Doing away with the rule, which was established in 1940, benefits the largest broadcasters, especially Sinclair, which is set to swallow Tribune Media to become even more of a behemoth. The commissioners voted 3-2 along party lines to eliminate the rule.

Critics of eliminating the Main Studio Rule say it will accelerate the already destructive tendencies toward consolidation. Corporate giants like Sinclair, the No. 1 station owner with more than 200 stations across the country, have centralized many facets of their news operations, which can deprive some smaller markets of boots-on-the-ground local reporting.

Skeptics of the current laissez-faire tilt of the FCC under Republican chairman Ajit Pai, who has been assailed for being too friendly to corporate interests and for undermining net neutrality and other Obama-era policies, see this vote as fitting into that pattern.

The National Association of Broadcasters, which filed comments in favor of the elimination of the rule, was happy with today’s ruling.

“NAB supports elimination of the main studio rule, which has outlived its usefulness in an era of mobile news gathering and multiple content delivery platforms,” it said. “We’re confident that cost savings realized from ending the main studio rule will be reinvested by broadcasters in better programming and modernized equipment to better serve our local communities.

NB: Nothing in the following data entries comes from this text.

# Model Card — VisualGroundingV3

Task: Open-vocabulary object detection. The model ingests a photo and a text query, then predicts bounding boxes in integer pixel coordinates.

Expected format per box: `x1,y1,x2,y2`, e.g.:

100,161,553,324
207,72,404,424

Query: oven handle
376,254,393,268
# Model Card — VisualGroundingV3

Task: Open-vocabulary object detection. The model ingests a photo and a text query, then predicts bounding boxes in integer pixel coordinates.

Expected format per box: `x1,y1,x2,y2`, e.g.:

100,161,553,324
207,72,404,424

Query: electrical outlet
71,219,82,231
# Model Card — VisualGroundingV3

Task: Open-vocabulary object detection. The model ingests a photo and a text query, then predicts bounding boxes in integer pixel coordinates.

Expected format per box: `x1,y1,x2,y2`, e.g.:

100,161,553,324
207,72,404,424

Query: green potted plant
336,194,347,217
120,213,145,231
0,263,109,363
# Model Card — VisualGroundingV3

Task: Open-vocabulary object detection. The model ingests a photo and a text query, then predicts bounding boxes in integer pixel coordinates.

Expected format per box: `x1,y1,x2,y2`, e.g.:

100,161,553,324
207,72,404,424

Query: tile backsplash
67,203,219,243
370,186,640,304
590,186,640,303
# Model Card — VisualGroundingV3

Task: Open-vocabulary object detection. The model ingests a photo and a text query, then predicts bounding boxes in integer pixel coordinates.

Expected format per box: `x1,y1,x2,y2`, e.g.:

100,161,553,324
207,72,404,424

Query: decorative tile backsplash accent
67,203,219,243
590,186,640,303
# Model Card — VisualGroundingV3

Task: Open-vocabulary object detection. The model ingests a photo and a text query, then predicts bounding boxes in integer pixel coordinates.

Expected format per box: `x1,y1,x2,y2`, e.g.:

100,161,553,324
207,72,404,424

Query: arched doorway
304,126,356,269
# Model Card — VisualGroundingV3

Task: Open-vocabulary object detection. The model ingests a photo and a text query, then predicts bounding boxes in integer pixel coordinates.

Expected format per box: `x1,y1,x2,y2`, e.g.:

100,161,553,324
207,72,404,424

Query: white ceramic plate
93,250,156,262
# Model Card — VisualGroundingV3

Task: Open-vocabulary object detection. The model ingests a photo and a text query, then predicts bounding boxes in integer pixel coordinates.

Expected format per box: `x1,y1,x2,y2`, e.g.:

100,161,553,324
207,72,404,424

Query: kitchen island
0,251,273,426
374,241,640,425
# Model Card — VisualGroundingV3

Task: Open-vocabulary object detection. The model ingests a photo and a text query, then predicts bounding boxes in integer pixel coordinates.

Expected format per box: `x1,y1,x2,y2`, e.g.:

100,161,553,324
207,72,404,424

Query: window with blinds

We applaud the FCC for continuing to remove unnecessary and outdated broadcast regulations.”

Also during today’s open commission meeting, the commission issued a Notice of Proposed Rulemaking that seeks to update two rules: one, eliminating the need for TV broadcasters to file annual reports about so-called ancillary or supplementary services unless its from broadcasters that earn revenue from the provision; and two, one that would allow broadcasters to notify the public of broadcast license applications through the Internet, rather than through newspapers and over-the-air announcements as required under the FCC’s existing rules

It alternatively seeks comment on whether its broadcast application public notice rule should be eliminated altogether.

At the FCC’s meeting, the commission was also set to discuss the deployment of additional resources to help storm-ravaged Puerto Rico and the U.S. Virgin Islands.